In my last post, I went ahead and referred to video games as “art.” As this is only my third post on game-related issues, let me take a moment to address the deathless “games as art” debate. I promise to be fairly quick about it.

Are games art? I don’t really know, nor do I particularly care. People get caught up in the discussion of what is and is not “art” primarily because they feel that they have to respect “art.” If Andres Serrano’s Piss Christ is art, the reasoning seems to go, then we all have to respect–or at the very least, acknowledge–Piss Christ. But you don’t have to respect art. Art can definitely be, and lots of art has definitely been, incredibly stupid. To say that something is dumb art or boring art or art that fails at what it is trying to do is hardly a contradiction in terms.

As it happens, I think that Alexandre-Évariste Fragonard’s The Happy Accidents of the Swing and Bruce Nauman’s Clown Torture are both awful, awful pieces of art. The former represents everything wrong with so much 18th century French art (vapidity, unsexy licentiousness, fussy overdecoration), and the latter represents everything wrong with so much 21st century American art (opacity, aimless snark, dark humor that is neither successfully dark nor successfully humorous).

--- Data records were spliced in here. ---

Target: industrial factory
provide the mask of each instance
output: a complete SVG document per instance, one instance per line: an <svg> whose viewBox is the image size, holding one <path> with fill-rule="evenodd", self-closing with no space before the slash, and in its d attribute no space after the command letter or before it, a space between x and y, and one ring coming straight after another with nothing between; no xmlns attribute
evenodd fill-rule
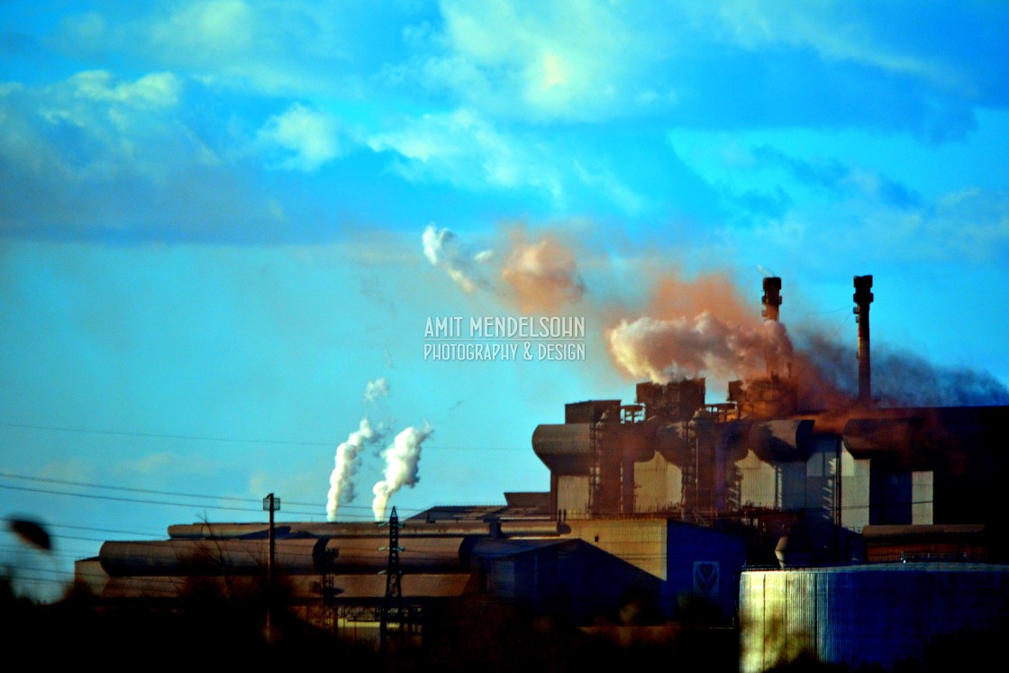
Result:
<svg viewBox="0 0 1009 673"><path fill-rule="evenodd" d="M437 638L439 615L466 599L590 627L644 597L653 622L703 604L712 626L738 628L746 673L799 657L920 660L932 639L1009 624L1009 407L878 406L872 285L855 277L859 389L845 405L805 408L778 355L718 404L704 378L642 382L633 404L572 402L533 431L549 490L434 508L394 531L171 526L166 540L106 542L78 580L103 604L172 607L268 567L290 610L375 642L389 623ZM777 323L781 279L763 290Z"/></svg>

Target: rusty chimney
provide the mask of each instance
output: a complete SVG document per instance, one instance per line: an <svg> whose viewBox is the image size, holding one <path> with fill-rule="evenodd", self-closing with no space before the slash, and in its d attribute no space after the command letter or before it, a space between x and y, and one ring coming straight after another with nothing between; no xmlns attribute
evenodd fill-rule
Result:
<svg viewBox="0 0 1009 673"><path fill-rule="evenodd" d="M869 305L873 303L873 276L855 276L855 322L859 324L859 404L873 402L872 365L869 361Z"/></svg>
<svg viewBox="0 0 1009 673"><path fill-rule="evenodd" d="M781 278L776 275L764 278L764 296L760 298L764 305L761 315L767 320L778 322L778 307L781 306Z"/></svg>

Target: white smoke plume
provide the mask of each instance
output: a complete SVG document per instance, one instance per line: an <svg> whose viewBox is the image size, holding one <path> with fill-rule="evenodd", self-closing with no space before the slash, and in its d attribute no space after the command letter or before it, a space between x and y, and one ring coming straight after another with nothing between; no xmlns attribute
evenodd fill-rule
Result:
<svg viewBox="0 0 1009 673"><path fill-rule="evenodd" d="M336 521L336 512L340 504L346 504L354 499L354 475L360 466L360 452L364 447L381 439L367 417L361 419L360 427L350 433L347 441L336 447L336 466L329 475L329 494L326 497L326 520Z"/></svg>
<svg viewBox="0 0 1009 673"><path fill-rule="evenodd" d="M375 496L371 501L375 521L382 521L385 518L385 506L393 493L404 486L413 487L421 480L417 473L421 461L421 445L432 432L434 429L427 422L420 430L414 427L407 428L397 435L393 445L382 452L385 458L385 478L371 489Z"/></svg>
<svg viewBox="0 0 1009 673"><path fill-rule="evenodd" d="M723 377L762 374L761 363L786 361L792 353L780 323L768 321L747 328L706 311L693 320L623 320L609 332L609 348L622 369L657 383L707 373Z"/></svg>
<svg viewBox="0 0 1009 673"><path fill-rule="evenodd" d="M384 376L368 381L364 386L364 402L374 402L378 398L388 397L388 381Z"/></svg>
<svg viewBox="0 0 1009 673"><path fill-rule="evenodd" d="M476 254L468 252L459 242L459 237L448 229L438 229L429 224L422 236L424 256L432 264L441 268L465 293L472 293L478 287L483 287L483 281L477 264L490 257L490 251L484 250Z"/></svg>

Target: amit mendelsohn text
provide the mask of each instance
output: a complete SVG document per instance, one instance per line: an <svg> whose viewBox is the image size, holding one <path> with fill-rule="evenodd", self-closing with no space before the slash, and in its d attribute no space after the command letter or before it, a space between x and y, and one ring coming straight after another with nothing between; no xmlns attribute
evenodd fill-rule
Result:
<svg viewBox="0 0 1009 673"><path fill-rule="evenodd" d="M469 328L468 331L464 326ZM585 319L575 316L533 318L523 316L470 318L462 316L428 318L425 339L584 339Z"/></svg>

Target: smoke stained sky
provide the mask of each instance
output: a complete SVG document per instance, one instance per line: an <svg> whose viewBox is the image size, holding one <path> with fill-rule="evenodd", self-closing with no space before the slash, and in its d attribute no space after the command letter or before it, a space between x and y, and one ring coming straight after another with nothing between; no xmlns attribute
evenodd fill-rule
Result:
<svg viewBox="0 0 1009 673"><path fill-rule="evenodd" d="M389 427L436 429L391 503L500 502L549 486L537 423L633 396L603 327L674 319L677 288L711 273L759 318L761 266L790 330L817 326L853 368L852 276L873 273L874 348L911 354L895 371L1009 381L1009 8L377 5L3 3L0 471L274 491L282 520L322 521L335 448L384 377ZM490 289L431 264L429 225ZM588 362L423 361L429 316L546 306L530 269L586 316ZM363 521L383 462L361 457L340 512ZM153 534L262 515L4 502ZM74 530L58 548L97 551L61 541Z"/></svg>

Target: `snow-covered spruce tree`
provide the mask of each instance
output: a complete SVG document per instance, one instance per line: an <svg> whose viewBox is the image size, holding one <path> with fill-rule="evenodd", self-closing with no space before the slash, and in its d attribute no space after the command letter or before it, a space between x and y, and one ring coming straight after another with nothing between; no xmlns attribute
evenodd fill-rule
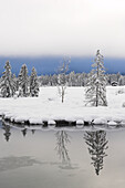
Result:
<svg viewBox="0 0 125 188"><path fill-rule="evenodd" d="M56 152L59 157L62 159L62 164L70 165L69 150L66 145L70 143L69 135L65 130L59 130L56 134Z"/></svg>
<svg viewBox="0 0 125 188"><path fill-rule="evenodd" d="M58 76L58 88L59 88L59 94L61 95L62 103L64 102L64 95L65 95L65 90L66 90L66 72L69 70L69 64L71 62L71 59L67 56L63 58L62 65L59 67L59 76Z"/></svg>
<svg viewBox="0 0 125 188"><path fill-rule="evenodd" d="M33 67L30 77L30 95L39 96L39 91L40 88L39 88L38 75L35 69Z"/></svg>
<svg viewBox="0 0 125 188"><path fill-rule="evenodd" d="M105 149L107 149L106 132L86 132L84 134L85 143L88 145L88 153L92 156L92 165L95 168L95 174L98 176L100 170L103 169L103 158L107 155Z"/></svg>
<svg viewBox="0 0 125 188"><path fill-rule="evenodd" d="M0 81L1 96L11 97L17 91L17 83L12 77L11 66L9 61L6 62L4 72Z"/></svg>
<svg viewBox="0 0 125 188"><path fill-rule="evenodd" d="M19 95L20 96L29 96L29 76L27 65L23 64L18 79L19 84Z"/></svg>
<svg viewBox="0 0 125 188"><path fill-rule="evenodd" d="M103 62L103 55L100 50L96 52L93 70L88 74L88 81L85 90L86 104L91 103L93 106L107 106L106 101L106 76Z"/></svg>

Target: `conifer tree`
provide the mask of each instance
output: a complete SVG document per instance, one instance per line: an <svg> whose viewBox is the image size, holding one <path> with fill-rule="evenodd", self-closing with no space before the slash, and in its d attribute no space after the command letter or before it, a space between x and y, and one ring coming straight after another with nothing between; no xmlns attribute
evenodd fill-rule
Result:
<svg viewBox="0 0 125 188"><path fill-rule="evenodd" d="M29 95L29 76L28 76L28 69L25 64L23 64L20 70L18 84L19 84L20 95L28 96Z"/></svg>
<svg viewBox="0 0 125 188"><path fill-rule="evenodd" d="M31 96L39 96L39 81L38 81L38 75L37 75L37 71L33 67L32 69L32 73L31 73L31 77L30 77L30 94Z"/></svg>
<svg viewBox="0 0 125 188"><path fill-rule="evenodd" d="M6 62L4 72L0 81L1 96L11 97L17 91L17 83L12 77L11 66L9 61Z"/></svg>
<svg viewBox="0 0 125 188"><path fill-rule="evenodd" d="M88 75L88 82L86 84L85 97L87 103L93 106L107 106L106 101L106 77L105 67L103 62L103 55L100 50L96 52L95 63L92 65L93 70Z"/></svg>
<svg viewBox="0 0 125 188"><path fill-rule="evenodd" d="M69 64L71 62L71 59L67 56L63 58L62 65L59 67L59 76L58 76L58 88L59 94L61 95L62 103L64 102L64 95L66 90L66 72L69 71Z"/></svg>
<svg viewBox="0 0 125 188"><path fill-rule="evenodd" d="M85 143L88 145L88 153L92 156L92 165L95 168L95 173L98 176L100 170L103 169L103 158L107 155L105 149L108 140L106 140L106 132L86 132L84 135Z"/></svg>
<svg viewBox="0 0 125 188"><path fill-rule="evenodd" d="M69 135L65 130L59 130L56 134L56 150L63 164L70 164L69 150L66 148L70 143Z"/></svg>

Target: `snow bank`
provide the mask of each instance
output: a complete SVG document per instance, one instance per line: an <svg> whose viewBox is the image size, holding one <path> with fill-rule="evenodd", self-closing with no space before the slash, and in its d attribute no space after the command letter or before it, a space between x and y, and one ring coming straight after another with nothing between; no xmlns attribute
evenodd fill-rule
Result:
<svg viewBox="0 0 125 188"><path fill-rule="evenodd" d="M107 107L91 107L85 106L84 87L67 87L63 104L56 87L41 87L39 97L0 98L0 115L22 124L55 125L56 121L67 121L76 125L122 125L125 124L125 93L118 94L119 88L107 86Z"/></svg>

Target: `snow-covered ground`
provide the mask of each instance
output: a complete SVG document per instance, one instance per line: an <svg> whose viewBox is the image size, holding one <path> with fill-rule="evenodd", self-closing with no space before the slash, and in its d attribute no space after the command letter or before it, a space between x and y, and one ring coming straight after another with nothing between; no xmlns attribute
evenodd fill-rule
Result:
<svg viewBox="0 0 125 188"><path fill-rule="evenodd" d="M125 124L124 102L124 86L107 86L107 107L85 106L84 87L67 87L63 104L56 87L41 87L39 97L0 98L0 114L17 123L54 124L56 119L65 119L116 125Z"/></svg>

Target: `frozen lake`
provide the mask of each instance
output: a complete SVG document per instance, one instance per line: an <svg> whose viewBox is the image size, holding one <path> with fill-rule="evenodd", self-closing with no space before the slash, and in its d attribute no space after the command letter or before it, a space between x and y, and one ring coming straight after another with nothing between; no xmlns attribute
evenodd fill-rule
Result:
<svg viewBox="0 0 125 188"><path fill-rule="evenodd" d="M0 188L117 187L125 187L125 128L0 123Z"/></svg>

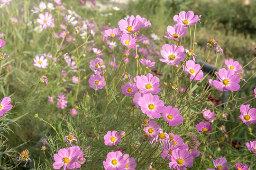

But that certainly does not mean that these works are not art, nor does it change the fact that each of them has a great deal to tell us about the individual and the society that produced it. So if great art (or at least celebrated art) can still be bad, and if bad art can still be interesting, then let’s just study what’s interesting. The rest is a matter of taste, for which there is no accounting anyway. If we don’t need to worry about issues of canon–in other words, if we don’t need to agree upon a list of things that all educated people should know, and that all people of good taste should like–then we don’t need to quibble about what is and is not art.